La libertad del diablo o el recurso de la máscara
Everardo González es un mexicano en sus cuarenta que parece un vikingo extraviado. Lo vi andar solo por las calles de Jardín. Llevaba una chaqueta verde de la navy, jeans y botas de caminante. Me tomé una cerveza con él, como pretexto para preguntarle por las máscaras.

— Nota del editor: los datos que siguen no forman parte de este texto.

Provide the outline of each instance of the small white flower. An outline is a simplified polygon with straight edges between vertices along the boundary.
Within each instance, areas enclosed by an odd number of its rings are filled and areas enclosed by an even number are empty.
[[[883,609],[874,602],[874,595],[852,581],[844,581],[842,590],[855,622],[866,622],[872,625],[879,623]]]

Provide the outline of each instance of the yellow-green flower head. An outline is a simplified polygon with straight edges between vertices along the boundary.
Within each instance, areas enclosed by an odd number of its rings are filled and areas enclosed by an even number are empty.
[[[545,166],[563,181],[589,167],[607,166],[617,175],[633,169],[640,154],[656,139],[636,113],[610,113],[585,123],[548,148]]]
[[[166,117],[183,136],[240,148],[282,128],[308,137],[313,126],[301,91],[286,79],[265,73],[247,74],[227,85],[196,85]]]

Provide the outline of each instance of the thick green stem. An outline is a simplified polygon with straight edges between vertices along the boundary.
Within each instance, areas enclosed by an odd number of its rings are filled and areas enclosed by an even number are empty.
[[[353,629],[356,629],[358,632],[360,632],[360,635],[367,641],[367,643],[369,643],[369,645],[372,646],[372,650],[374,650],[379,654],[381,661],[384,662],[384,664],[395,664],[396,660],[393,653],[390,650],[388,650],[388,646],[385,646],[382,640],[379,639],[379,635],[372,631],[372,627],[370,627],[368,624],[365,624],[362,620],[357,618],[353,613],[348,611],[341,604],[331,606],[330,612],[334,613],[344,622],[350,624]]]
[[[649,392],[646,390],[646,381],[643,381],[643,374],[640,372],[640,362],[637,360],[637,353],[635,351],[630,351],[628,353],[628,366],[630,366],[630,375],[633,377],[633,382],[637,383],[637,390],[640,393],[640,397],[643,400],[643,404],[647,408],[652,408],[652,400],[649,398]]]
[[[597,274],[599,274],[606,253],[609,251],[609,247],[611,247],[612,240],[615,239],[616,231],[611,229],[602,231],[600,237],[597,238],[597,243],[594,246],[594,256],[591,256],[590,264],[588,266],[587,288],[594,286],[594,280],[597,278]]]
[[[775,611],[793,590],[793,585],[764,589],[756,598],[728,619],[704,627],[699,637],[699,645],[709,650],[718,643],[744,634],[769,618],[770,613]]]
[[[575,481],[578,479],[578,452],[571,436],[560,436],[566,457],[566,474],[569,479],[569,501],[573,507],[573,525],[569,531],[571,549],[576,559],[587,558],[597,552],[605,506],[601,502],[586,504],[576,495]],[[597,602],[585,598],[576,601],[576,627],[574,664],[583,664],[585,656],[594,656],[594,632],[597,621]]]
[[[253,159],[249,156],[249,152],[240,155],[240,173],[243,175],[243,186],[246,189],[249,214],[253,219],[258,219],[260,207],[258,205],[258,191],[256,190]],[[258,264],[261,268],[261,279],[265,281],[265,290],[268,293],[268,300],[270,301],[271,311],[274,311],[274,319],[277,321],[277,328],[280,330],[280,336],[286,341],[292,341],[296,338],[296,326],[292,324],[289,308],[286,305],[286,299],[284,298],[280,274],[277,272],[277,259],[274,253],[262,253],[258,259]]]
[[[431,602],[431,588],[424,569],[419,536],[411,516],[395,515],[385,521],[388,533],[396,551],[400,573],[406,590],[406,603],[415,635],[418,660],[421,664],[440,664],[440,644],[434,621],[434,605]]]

En la Casa de la Cultura nos encontramos doscientas personas, más las que debieron hacerse en el suelo, para el estreno, en el festival, de La libertad del diablo. Everardo se presentó al final para una conversación. Contó cómo había hecho la película. Demoró siete años rodándola. No fue nada fácil encontrar voluntarios entre las víctimas y los victimarios, que quisieran hablar ante cámaras.
Todos contaron desde ellos, sin atenuantes, sin entrevistador, hablándole directo a la cámara. Primeras personas que cuentan una sarta abominable de sufrimientos y crueldades, desde donde les fue dado vivirlas, con un artilugio, todos con máscaras de tela, adheridas, como las del Santo, color mate, con los orificios de los ojos, los narices y la boca, que dan un aire simbiótico de temor y caricatura. Un redondel ordinario por donde salen las palabras con un acento de máscara.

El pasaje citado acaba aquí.